I tried but no doubt failed to look sceptical in my turn. Who, other than a madwoman with no eyes in her head, would not think Conrad the most … the most … I felt shivery again and took several gulps of wine.

‘Have a good cough,’ he said sympathetically. ‘It never helps to bang on the back. I was talking of Isobel. For a woman it is a simple matter to pretend lust, but my lovemaking with Isobel, though energetic, seemed impersonal. We were physically attracted, nothing more. There was afterwards that ennui.’

‘It’s not that simple!’ I said indignantly, remembering all the times I had pretended to like it.

‘At least it is possible. You women are fortunate you cannot mistake when a man desires you.’

‘Not so lucky as all that when you remember that most men will make love to anything warm with a pulse. And apparently there are some who aren’t even that fussy.’

‘Well, I
am
fussy, as you call it. Isobel consoled herself for my reluctance to take her to bed by spending my money. I did not object but, as it was already clear that I should never love her, to discourage her, I pretended to be a little mad.’

‘You mean you haven’t been in an insane asylum?’

‘Oh, frequently. These last thirty years my aunt Friederike has been a permanent resident in a sanatorium near Mannheim. She is a charming woman, quite the most interesting of my relations, and I visit her regularly. She is fond of conjuring tricks, so as a boy I taught myself
Taschenspielerei
– legerdemain – to entertain her.’

‘Thirty years! How sad! Is it quite impossible for her to lead a normal life?’

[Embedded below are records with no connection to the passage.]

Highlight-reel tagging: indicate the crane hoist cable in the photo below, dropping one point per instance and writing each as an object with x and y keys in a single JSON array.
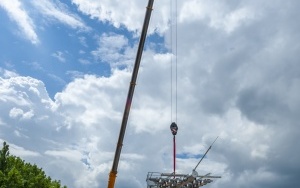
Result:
[
  {"x": 173, "y": 126},
  {"x": 113, "y": 172}
]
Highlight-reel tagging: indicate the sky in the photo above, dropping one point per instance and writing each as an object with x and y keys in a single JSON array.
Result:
[{"x": 65, "y": 68}]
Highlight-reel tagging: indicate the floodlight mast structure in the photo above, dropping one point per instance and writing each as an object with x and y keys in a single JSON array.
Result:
[{"x": 113, "y": 172}]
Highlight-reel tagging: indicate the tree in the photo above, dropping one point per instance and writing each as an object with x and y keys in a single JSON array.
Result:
[{"x": 16, "y": 173}]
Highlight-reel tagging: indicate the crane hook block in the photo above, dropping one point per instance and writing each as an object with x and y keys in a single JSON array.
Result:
[{"x": 174, "y": 128}]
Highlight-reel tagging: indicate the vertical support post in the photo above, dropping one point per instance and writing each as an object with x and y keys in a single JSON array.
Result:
[{"x": 174, "y": 129}]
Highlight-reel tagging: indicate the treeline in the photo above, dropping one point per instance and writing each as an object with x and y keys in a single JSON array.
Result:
[{"x": 16, "y": 173}]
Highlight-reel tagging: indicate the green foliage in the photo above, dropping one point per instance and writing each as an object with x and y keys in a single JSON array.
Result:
[{"x": 16, "y": 173}]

‘Quite. She suffers from the delusion that she is Lola Montès.’

‘Who?’

‘Lola Montès was a courtesan, mistress of King Ludwig I of Bavaria, Franz Liszt and many others. She ended her days in a travelling circus. Aunt Friederike spends much of her time swinging from a trapeze to the strains of the Hungarian Rhapsodies.’

I had no way of telling if Conrad was serious, but there was an awkwardness in suggesting that the behaviour of his favourite aunt was so fantastic as to defy belief.

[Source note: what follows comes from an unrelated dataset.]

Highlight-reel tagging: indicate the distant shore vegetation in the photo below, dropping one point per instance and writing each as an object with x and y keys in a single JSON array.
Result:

‘I don’t think Isobel thought you were mad any more than I did.’

‘Or perhaps she did not care. My next ruse was to make a little more of a dip in the world stock markets than was perhaps necessary.’

‘Aha! So you did tell a lie. You weren’t in financial difficulties after all.’

‘I said nothing but the truth. There was a cyclone in … I forget where it was … and some of our capital was temporarily embarrassed. I merely implied …’ He waved his hand to convey the fluidity of words and meanings. ‘My motive in publishing my new-found poverty was to give Isobel another chance to say she no longer wished to marry me. I am no different from other men in that I have a cowardly dislike to see a woman cry and to feel that I am the cause of her distress.’